5:45 a.m. – Wake-up time. I dress quickly and head downstairs for half marathon training. Today I put in 2 miles. It’s my “easy run” day since I have to do strength training, too.
6:30 a.m. – Run is over. Fastest treadmill time thus far. I’m feeling really good. Time to stretch and then get in 10 minutes or so of meditation.
7:00 a.m. – Time for my shower. It’s just a quick 5-minute rinse off. I only wash my hair a couple of times a week and today isn’t one of them.
7:15 a.m. – I’m dressed, the bed is made and I hop on my phone for a few minutes to get some social media posts scheduled (Some of my paid freelance work.)
7:30 a.m. – I wake up my 3-year-old twin daughters and almost-6-year-old daughter. We have a morning routine that includes bathroom breaks, making beds and getting dressed.
8:00 a.m – Everyone is dressed, so downstairs we go. I make the girls small bowls of Nature’s Path Whole O’s (They are like Cheerios but organic and gluten-free.) I top them with honey and some dried cherries and almond milk. On the side, they each want a handful of dried blueberries, a banana and a handful of cashews. They all choose grape juice to drink this morning. (We water it down still, even for my older daughter.)
8:15 a.m. – I quickly scramble up some egg whites for myself and eat them alongside some acorn squash I had previously baked. I enjoy a hot cup of peppermint tea as well. As I finally sit down to eat, the girls skip away from the table with full bellies. I send my oldest off to pack her backpack and then to orchestrate teeth brushing for herself and her sisters.
8:30 a.m. – I pack a lunch and snack for my kindergartner and run up the stairs to grab my shoes and get shoes for all the girls, too.
8:40 a.m. – Out the door we go for school drop off.

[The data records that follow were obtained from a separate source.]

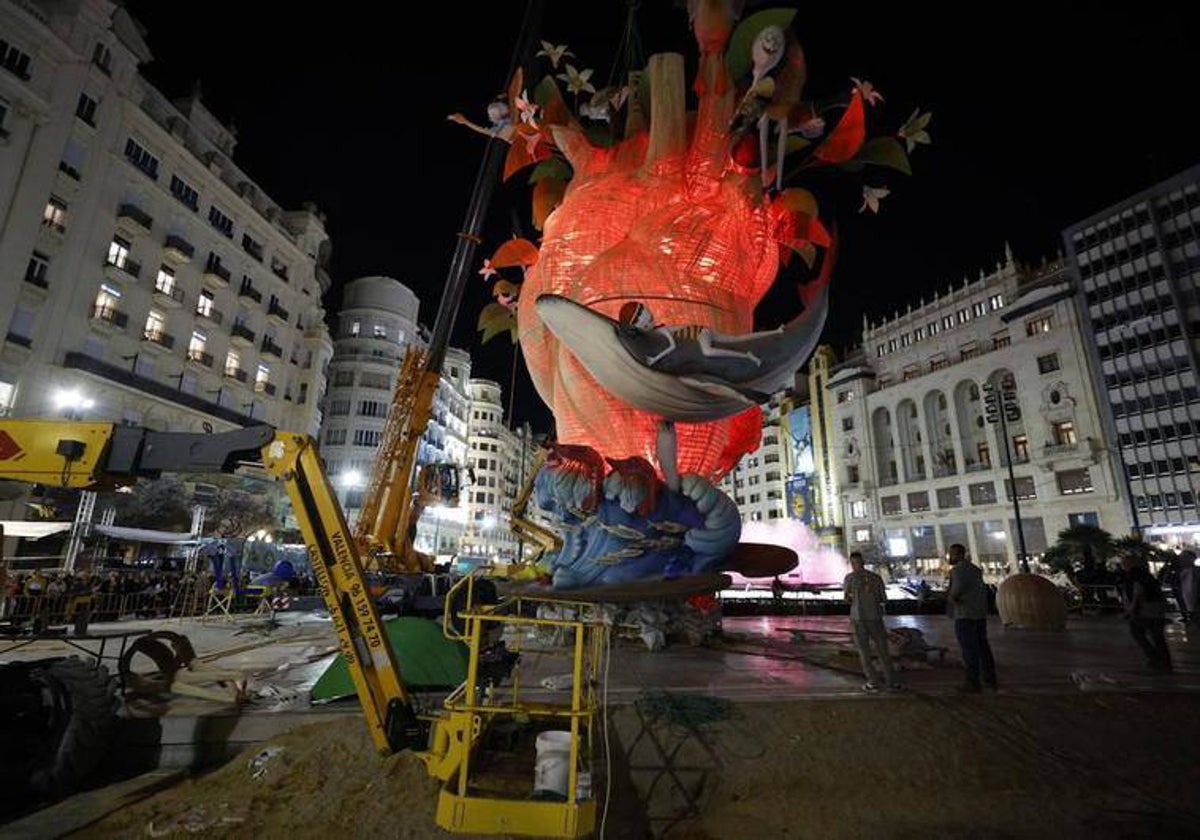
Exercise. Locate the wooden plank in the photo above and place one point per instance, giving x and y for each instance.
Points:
(83, 809)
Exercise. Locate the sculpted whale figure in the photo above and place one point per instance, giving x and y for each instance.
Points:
(687, 373)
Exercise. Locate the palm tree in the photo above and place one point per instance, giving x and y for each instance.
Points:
(1091, 545)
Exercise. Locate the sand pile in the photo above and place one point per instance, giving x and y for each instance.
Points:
(319, 780)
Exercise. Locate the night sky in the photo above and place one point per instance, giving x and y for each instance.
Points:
(1043, 113)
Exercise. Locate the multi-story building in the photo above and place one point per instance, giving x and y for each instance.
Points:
(1139, 297)
(919, 466)
(501, 460)
(144, 277)
(377, 324)
(757, 484)
(826, 490)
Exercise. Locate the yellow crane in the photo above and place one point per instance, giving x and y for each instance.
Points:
(90, 455)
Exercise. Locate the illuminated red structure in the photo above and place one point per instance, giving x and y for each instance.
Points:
(663, 217)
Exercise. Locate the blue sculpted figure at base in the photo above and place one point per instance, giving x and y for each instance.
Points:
(619, 522)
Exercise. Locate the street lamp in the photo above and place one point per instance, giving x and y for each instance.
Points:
(72, 402)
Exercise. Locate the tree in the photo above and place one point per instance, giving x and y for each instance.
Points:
(237, 510)
(162, 504)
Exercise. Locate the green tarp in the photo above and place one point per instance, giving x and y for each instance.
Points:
(427, 660)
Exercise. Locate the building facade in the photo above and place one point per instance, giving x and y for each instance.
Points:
(501, 460)
(378, 322)
(1139, 297)
(144, 277)
(918, 462)
(757, 481)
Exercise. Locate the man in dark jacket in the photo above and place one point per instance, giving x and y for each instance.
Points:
(967, 604)
(1146, 611)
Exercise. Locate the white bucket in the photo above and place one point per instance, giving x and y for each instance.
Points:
(553, 767)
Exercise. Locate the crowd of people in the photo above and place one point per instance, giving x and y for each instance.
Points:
(117, 594)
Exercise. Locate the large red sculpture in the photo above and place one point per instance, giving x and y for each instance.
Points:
(665, 219)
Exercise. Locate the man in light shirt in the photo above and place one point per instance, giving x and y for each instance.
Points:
(868, 599)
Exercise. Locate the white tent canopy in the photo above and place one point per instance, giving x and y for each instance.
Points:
(34, 529)
(145, 535)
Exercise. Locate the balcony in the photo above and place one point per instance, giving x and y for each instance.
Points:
(243, 335)
(168, 294)
(275, 311)
(210, 315)
(81, 361)
(133, 219)
(252, 247)
(159, 339)
(178, 250)
(201, 358)
(123, 273)
(215, 271)
(103, 313)
(37, 280)
(249, 291)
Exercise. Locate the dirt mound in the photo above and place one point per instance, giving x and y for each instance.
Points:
(1073, 766)
(323, 779)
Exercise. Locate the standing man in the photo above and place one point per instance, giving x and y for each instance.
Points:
(868, 599)
(967, 604)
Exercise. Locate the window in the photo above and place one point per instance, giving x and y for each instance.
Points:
(948, 497)
(983, 492)
(1038, 325)
(13, 60)
(102, 57)
(87, 109)
(1063, 433)
(55, 214)
(156, 325)
(381, 381)
(35, 273)
(21, 327)
(197, 345)
(1020, 448)
(185, 192)
(366, 437)
(918, 502)
(220, 221)
(106, 301)
(138, 155)
(1072, 481)
(1025, 489)
(166, 280)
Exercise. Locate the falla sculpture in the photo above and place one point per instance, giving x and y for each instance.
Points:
(661, 231)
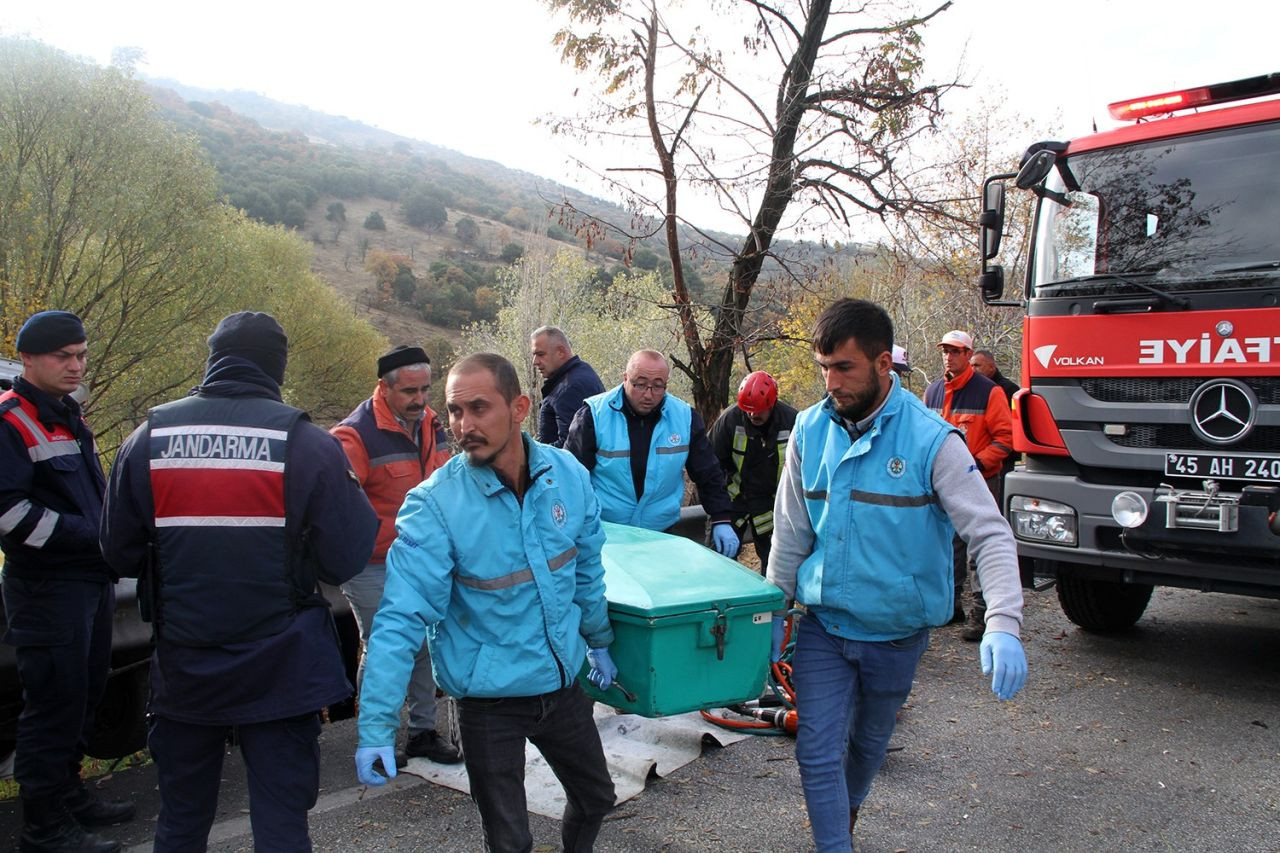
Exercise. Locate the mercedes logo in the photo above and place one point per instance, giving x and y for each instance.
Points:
(1223, 411)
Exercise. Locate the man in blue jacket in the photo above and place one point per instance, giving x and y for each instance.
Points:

1. One month ago I was diagnosed with fibromyalgia, chronic fatigue and leaky gut syndrome. I’m kind of surprised by this but the most common reaction I seem to be getting is, “I didn’t even know you were sick.” That’s the thing. I am not sick. I function. I do what I need to do. I take care of my kids and finish my freelance work before my deadlines. My symptoms were so drastically different from what the average person saw of me. I often hide behind my smile.
2. I knew something was wrong. I’ve known for a very long time that something was wrong. I saw specialists for just about everything you can imagine, did blood tests and urine samples and MRI’s and CT scans. Gosh, I don’t even know how much money we’ve spent trying to figure out why my body is this way. I almost started feeling like it was all in my head. I asked my best friend on more than one occasion if she thought I was a hypochondriac. I have been mentally beaten, being told “everything is normal” over and over and over and over again. I don’t know how long that will take to heal. Part of me is still in disbelief. I say my diagnoses out loud and feel like I’m having an out-of-body experience, like I’m talking about someone else I know. Read the rest of this entry
This summer before having any clue about just how severe my medical issues were, I got the results of a basic hormone screening from my gynecologist. He’s a good guy but being told yet again that “everything is normal” when everything was very, very much NOT normal was extremely infuriating. I never advocate for using the internet to diagnose problems but with my range of symptoms, there was no way that it was all in my head. I knew something had to be wrong somewhere and I wasn’t giving up my fight yet to figure out what. I took to my trusty Bing search and tried to find ANYTHING that could explain. I came across a wide variety of [scary] articles about plastics and the endocrine blocking chemicals that make them up. It was overwhelming. I think everyone had a good idea about BPA these days but BPA is just the icing. There is so, so, so much more.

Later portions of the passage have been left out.